«Anjo Azul, Céu Negro»
Mulher diante do Espelho
(Vicente do Rego Monteiro)
989- «ANJO AZUL, CÉU NEGRO»
Matilde andara o suficiente por bares de fugir para saber
que, no fundo, no fundo da noite é sempre o pescoço de Xerazade a ficar
torcido.
Agora, por um capricho que desculparemos, ei-la frente ao
espelho.
É o espelho uma peça
de imponentes dimensões, herança de família, fiel, moda testemunha de jogos,
lágrimas, devaneios.
Um espelho que não
esquece, com que se pode contar.
Matilde tinha-o na maior das considerações, até ao dia em
que a superfície brilhante recusou devolver-lhe a sua imagem de mulher
habitualmente senhora de si.
Num repente, o espelho virou baço, hostil, um muro.
Por mais que
pensasse, não percebia por que razão o espelho recusava cumprir o seu papel.
Nada, em consciência, a acusava: sempre o tratara com estima
e cumplicidade, o polira com ternura, sempre o poupara a interlúdios de
excessiva intimidade.
E depois, que diabo, um espelho só está ali para isso, não
se lhe exigindo mais que a sua estrita obrigação. Ou não será?
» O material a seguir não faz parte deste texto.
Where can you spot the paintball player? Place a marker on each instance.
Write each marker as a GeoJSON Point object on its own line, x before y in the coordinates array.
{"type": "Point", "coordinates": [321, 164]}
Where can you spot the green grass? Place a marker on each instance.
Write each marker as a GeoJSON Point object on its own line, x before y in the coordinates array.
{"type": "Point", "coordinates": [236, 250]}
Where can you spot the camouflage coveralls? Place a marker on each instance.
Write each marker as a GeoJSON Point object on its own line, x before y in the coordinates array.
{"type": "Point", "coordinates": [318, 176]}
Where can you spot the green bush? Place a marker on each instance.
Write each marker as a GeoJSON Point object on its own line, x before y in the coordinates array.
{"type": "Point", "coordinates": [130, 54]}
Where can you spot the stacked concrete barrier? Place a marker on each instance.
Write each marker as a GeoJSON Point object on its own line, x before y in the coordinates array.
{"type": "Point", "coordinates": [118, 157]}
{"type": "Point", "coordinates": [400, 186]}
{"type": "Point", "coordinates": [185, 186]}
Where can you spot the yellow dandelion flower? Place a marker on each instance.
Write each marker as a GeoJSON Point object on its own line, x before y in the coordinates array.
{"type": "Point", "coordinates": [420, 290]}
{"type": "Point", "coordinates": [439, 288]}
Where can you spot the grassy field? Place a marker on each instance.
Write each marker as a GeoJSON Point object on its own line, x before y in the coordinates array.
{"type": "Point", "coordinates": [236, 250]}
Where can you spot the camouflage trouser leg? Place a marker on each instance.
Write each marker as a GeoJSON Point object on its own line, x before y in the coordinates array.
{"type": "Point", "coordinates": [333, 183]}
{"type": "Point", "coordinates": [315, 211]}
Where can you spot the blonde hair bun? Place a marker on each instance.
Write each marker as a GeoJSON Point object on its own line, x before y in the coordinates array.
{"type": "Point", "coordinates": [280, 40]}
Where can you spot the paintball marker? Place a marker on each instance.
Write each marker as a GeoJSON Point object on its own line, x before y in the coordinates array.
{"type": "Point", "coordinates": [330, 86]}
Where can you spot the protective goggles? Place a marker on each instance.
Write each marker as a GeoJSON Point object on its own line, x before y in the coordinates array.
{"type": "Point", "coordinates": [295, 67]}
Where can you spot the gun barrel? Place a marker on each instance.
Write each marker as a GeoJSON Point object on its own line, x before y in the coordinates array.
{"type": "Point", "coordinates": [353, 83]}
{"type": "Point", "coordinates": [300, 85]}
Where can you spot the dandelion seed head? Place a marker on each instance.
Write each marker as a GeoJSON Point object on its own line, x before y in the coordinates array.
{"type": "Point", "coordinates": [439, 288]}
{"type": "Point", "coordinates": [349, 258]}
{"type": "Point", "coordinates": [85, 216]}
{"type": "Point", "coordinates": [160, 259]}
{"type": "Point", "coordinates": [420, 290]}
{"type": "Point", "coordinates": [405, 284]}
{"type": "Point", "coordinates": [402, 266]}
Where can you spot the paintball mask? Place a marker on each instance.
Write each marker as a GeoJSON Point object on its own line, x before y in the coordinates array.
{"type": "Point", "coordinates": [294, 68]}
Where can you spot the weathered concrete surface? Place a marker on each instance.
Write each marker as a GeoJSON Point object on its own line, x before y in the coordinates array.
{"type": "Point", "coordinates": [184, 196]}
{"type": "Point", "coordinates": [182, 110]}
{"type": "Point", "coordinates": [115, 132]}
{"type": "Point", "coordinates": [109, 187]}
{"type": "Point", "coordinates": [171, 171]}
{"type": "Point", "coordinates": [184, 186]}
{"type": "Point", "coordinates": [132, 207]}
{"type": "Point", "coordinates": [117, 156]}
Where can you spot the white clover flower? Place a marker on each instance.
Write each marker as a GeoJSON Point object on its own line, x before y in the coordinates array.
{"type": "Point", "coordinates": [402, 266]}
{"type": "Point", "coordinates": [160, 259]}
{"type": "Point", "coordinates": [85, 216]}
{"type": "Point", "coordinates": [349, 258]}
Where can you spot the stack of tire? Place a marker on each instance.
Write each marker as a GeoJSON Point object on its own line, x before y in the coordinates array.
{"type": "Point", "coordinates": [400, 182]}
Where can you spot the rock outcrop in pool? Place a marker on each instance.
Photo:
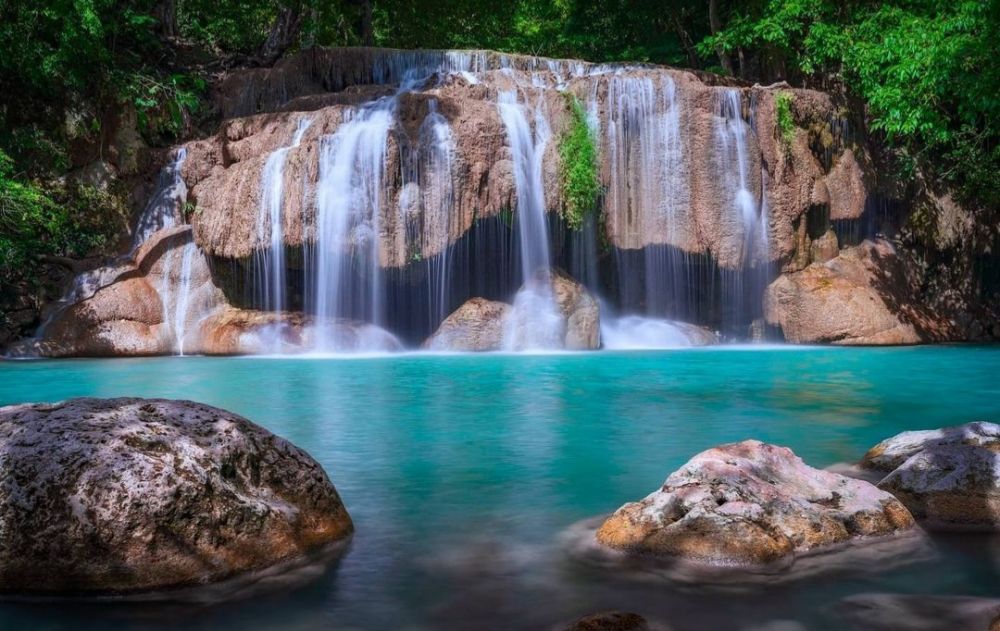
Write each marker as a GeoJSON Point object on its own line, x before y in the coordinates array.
{"type": "Point", "coordinates": [751, 504]}
{"type": "Point", "coordinates": [949, 478]}
{"type": "Point", "coordinates": [129, 495]}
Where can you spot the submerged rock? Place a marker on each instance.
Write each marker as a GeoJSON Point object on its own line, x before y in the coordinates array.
{"type": "Point", "coordinates": [127, 495]}
{"type": "Point", "coordinates": [551, 311]}
{"type": "Point", "coordinates": [848, 300]}
{"type": "Point", "coordinates": [948, 477]}
{"type": "Point", "coordinates": [750, 504]}
{"type": "Point", "coordinates": [475, 326]}
{"type": "Point", "coordinates": [610, 621]}
{"type": "Point", "coordinates": [638, 332]}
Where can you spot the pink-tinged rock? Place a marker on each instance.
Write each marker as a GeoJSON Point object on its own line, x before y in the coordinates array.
{"type": "Point", "coordinates": [949, 478]}
{"type": "Point", "coordinates": [752, 504]}
{"type": "Point", "coordinates": [852, 299]}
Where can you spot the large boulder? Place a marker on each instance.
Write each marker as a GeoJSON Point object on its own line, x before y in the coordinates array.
{"type": "Point", "coordinates": [610, 621]}
{"type": "Point", "coordinates": [750, 504]}
{"type": "Point", "coordinates": [126, 495]}
{"type": "Point", "coordinates": [581, 312]}
{"type": "Point", "coordinates": [842, 301]}
{"type": "Point", "coordinates": [949, 478]}
{"type": "Point", "coordinates": [475, 326]}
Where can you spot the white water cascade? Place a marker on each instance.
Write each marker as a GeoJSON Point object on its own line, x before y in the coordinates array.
{"type": "Point", "coordinates": [731, 133]}
{"type": "Point", "coordinates": [182, 298]}
{"type": "Point", "coordinates": [534, 323]}
{"type": "Point", "coordinates": [271, 268]}
{"type": "Point", "coordinates": [345, 272]}
{"type": "Point", "coordinates": [437, 190]}
{"type": "Point", "coordinates": [166, 207]}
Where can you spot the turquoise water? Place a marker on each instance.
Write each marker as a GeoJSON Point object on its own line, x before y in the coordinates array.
{"type": "Point", "coordinates": [462, 472]}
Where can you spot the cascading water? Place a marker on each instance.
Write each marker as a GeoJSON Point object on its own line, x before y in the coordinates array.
{"type": "Point", "coordinates": [347, 279]}
{"type": "Point", "coordinates": [741, 211]}
{"type": "Point", "coordinates": [346, 275]}
{"type": "Point", "coordinates": [648, 202]}
{"type": "Point", "coordinates": [437, 192]}
{"type": "Point", "coordinates": [534, 322]}
{"type": "Point", "coordinates": [166, 207]}
{"type": "Point", "coordinates": [270, 264]}
{"type": "Point", "coordinates": [731, 137]}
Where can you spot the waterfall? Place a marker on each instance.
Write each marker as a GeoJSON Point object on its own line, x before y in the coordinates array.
{"type": "Point", "coordinates": [183, 298]}
{"type": "Point", "coordinates": [534, 322]}
{"type": "Point", "coordinates": [731, 135]}
{"type": "Point", "coordinates": [745, 218]}
{"type": "Point", "coordinates": [166, 207]}
{"type": "Point", "coordinates": [270, 262]}
{"type": "Point", "coordinates": [346, 279]}
{"type": "Point", "coordinates": [649, 198]}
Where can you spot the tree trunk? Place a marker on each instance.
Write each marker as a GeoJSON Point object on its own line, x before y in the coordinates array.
{"type": "Point", "coordinates": [166, 13]}
{"type": "Point", "coordinates": [284, 33]}
{"type": "Point", "coordinates": [686, 42]}
{"type": "Point", "coordinates": [716, 26]}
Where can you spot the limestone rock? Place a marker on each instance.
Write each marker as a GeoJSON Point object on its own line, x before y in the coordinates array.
{"type": "Point", "coordinates": [841, 301]}
{"type": "Point", "coordinates": [748, 504]}
{"type": "Point", "coordinates": [825, 248]}
{"type": "Point", "coordinates": [126, 495]}
{"type": "Point", "coordinates": [475, 326]}
{"type": "Point", "coordinates": [136, 305]}
{"type": "Point", "coordinates": [581, 311]}
{"type": "Point", "coordinates": [846, 186]}
{"type": "Point", "coordinates": [949, 478]}
{"type": "Point", "coordinates": [676, 189]}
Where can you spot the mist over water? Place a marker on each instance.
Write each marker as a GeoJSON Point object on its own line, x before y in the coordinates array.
{"type": "Point", "coordinates": [465, 473]}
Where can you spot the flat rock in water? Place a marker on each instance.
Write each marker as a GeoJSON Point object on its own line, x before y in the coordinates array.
{"type": "Point", "coordinates": [948, 477]}
{"type": "Point", "coordinates": [130, 495]}
{"type": "Point", "coordinates": [610, 621]}
{"type": "Point", "coordinates": [751, 504]}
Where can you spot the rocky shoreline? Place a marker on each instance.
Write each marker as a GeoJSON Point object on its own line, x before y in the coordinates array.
{"type": "Point", "coordinates": [152, 499]}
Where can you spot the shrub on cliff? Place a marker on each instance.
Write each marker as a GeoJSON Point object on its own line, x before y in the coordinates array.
{"type": "Point", "coordinates": [578, 167]}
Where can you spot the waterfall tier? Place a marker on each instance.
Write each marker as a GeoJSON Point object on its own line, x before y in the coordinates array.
{"type": "Point", "coordinates": [354, 192]}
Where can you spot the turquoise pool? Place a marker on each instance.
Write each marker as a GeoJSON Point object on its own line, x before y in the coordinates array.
{"type": "Point", "coordinates": [463, 471]}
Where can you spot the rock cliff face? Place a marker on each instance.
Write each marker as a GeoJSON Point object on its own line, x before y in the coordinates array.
{"type": "Point", "coordinates": [679, 155]}
{"type": "Point", "coordinates": [383, 187]}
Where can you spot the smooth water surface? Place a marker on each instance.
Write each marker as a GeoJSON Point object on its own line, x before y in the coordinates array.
{"type": "Point", "coordinates": [463, 472]}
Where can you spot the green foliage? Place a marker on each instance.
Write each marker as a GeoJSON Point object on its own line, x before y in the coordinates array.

E no entanto, este particular espelho, por qualquer
incógnito motivo, passou a não reflectir a imagem de Matilde, quando esta — já
num estado de confusão lamentável — se sentava à sua frente.
E o estranho, o mais estranho, é que reflectia toda a gente
menos ela. Porquê? Vá lá saber-se porquê.
Chegou a planear vendê-lo e, muito incomodada, a arrumá-lo
no sótão ou fazê-lo em cacos. Ainda bem que não foi além das intenções.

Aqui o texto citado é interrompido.